Fox Lake, Wisconsin
Students attending School for Agriculture and Environmental Studies (SAGES) in Fox Lake can rattle off at least a dozen commodities in which the Badger state ranks No. 1 including cranberries, mink pelts and milk goats.
Now in its fourth year, the Fox Lake-based charter school has set aside a day during National Ag Week to give students in grades 4K through 8 an up close look at a diverse cross section of the state’s agriculture industry thanks to a host of presenters representing the diverse face of agriculture.
Presentations this year centered around the theme “Agriculture: How we rank #1 in the Nation”. Students rotated among seven stations that promoted hands-on exploration of Wisconsin commodities including cranberries, cheese, beets for processing, cabbage for sauerkraut, milk goats, mink and ginseng.
Waupun Area School District and SAGES Ag educator Sheri Hicken says the program is a natural fit for the charter school that already has an emphasis on agriculture.
Over the past four years, Hicken has recruited presenters from around the state who have provided a myriad of topics ranging from honey bees, careers in agriculture and forestry, building a chicken coop, animal nutrition, manure digesters, school gardens and more.
“We strive to provide our learners with agricultural professionals who donate their time and expertise providing our learners with a rich, hands-on and real-world experience,” Hicken said. “We encourage all presenters to make their presentation interactive to keep the students engaged and help expand their interest and enthusiasm for the topic being taught.”
On March 18, SAGES students had the opportunity to sample goats milk while petting two young kids, explore — and sample — a variety of Wisconsin cheeses, feel for themselves the velvety softness of a mink pelt, and see how beets provide natural coloring for a wide variety of foods in the grocery store.
“Our presenters are always excited to share expertise to inspire learners to consider various career options in agriculture and expand their understanding of this diverse and dynamic industry,” Hicken said. “Teachers are amazed at how much students are able to learn in such a short time frame and thrilled about all the potential connections they can make in the future as they continue to incorporate agriculture into their curriculum.”
Hicken says students are totally engaged in the sessions and often tell her Ag Day was “the Best day of school ever!”
“There is also great anticipation and excitement leading up to Ag Day.
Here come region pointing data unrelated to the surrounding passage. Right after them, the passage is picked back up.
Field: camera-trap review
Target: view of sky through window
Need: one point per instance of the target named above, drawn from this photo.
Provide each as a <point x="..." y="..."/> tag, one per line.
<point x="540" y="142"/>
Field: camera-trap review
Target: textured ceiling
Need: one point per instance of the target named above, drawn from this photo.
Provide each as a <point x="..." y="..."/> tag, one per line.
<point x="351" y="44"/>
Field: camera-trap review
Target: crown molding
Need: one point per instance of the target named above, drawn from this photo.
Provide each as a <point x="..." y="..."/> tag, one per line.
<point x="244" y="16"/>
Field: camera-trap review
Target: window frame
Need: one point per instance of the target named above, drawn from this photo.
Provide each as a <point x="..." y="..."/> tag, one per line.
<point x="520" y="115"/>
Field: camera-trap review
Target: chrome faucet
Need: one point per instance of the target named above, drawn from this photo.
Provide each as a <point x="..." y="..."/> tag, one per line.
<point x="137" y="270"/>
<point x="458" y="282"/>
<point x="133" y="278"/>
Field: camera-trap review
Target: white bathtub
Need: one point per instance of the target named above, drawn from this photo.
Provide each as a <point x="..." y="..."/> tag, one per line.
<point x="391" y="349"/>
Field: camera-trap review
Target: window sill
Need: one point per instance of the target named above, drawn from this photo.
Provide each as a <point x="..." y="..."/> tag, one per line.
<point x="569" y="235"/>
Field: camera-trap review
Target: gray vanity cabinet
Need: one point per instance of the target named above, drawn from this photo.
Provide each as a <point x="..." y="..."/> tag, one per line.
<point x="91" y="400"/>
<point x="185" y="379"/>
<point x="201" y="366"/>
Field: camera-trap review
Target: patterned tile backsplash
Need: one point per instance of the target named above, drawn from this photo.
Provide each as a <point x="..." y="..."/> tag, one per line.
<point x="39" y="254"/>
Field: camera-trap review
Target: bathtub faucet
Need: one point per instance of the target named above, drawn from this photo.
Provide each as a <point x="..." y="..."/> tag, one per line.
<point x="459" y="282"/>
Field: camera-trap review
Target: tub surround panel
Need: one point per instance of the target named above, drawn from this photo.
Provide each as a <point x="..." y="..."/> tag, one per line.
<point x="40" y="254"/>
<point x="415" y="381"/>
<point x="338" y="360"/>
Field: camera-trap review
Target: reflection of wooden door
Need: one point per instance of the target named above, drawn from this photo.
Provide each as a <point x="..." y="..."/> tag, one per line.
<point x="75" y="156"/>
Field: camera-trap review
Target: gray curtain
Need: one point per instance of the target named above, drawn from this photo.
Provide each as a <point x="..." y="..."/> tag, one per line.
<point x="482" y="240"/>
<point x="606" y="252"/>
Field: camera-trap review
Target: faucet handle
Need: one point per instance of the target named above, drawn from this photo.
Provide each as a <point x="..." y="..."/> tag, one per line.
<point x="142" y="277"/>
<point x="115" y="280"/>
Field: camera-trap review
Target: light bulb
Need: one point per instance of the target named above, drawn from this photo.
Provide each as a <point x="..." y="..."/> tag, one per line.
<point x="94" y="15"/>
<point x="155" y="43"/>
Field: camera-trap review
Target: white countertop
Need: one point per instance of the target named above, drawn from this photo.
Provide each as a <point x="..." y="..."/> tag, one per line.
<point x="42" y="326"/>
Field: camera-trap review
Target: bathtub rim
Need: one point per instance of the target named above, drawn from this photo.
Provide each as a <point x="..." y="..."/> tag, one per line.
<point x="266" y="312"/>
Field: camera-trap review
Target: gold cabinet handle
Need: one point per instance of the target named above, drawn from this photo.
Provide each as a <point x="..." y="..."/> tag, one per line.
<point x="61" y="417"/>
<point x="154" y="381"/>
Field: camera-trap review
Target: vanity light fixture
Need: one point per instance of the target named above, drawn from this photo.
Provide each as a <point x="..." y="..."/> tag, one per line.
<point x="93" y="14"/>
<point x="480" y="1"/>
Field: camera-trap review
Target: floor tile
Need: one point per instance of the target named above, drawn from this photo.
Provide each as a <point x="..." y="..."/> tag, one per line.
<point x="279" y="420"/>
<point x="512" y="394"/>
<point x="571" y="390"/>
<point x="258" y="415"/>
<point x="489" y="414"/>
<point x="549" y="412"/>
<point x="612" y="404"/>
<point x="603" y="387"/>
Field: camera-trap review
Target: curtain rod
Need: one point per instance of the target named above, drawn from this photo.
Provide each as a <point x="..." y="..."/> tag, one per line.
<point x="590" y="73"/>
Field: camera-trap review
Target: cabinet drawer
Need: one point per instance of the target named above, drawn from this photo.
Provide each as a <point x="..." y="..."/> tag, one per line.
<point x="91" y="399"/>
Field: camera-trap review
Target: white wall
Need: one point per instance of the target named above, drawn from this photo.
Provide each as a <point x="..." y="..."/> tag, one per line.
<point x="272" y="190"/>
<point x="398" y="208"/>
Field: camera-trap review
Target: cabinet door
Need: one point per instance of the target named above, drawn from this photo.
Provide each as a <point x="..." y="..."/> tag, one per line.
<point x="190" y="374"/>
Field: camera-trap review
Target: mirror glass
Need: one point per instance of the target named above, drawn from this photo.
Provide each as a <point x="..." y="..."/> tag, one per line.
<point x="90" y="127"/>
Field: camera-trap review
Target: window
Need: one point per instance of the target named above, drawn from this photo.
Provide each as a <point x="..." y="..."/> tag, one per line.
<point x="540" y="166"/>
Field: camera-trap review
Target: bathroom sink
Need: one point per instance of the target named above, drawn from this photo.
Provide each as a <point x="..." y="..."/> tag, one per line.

Students light up both during the day and after when they recognize information that was shared during Ag Day and circles back in classroom discussions, activities, or other research endeavors,” Hicken said.
This year’s event also featured two new guests — Noel the heifer who held court in a pen out front and the other, Wisconsin State Ag Secretary Ben Brancel.
Hicken said students were excited to see Noel, the offspring of the school’s mascot NoNo.
“(Noel’s) mother NoNo was a calf the fall of our first school year and the students had the opportunity to name her. That first year, the students went to visit D&T Dairy in Fox Lake a few times, plus NoNo came to SAGES almost once a month for learners to interact and measure her,” Hicken explained. “When NoNo had her calf in December 1, 2014, our students once again had the opportunity to name her.”
Secretary Brancel provided closing remarks for the session.
Hicken says that the day-long event leaves a lasting impression on students that Agriculture is everything.
“It is production agriculture and so much more! It is something they can be a part of now and into the future and that in order to feed a growing population, we need them to be innovative thinkers and future problem solvers,” Hicken said.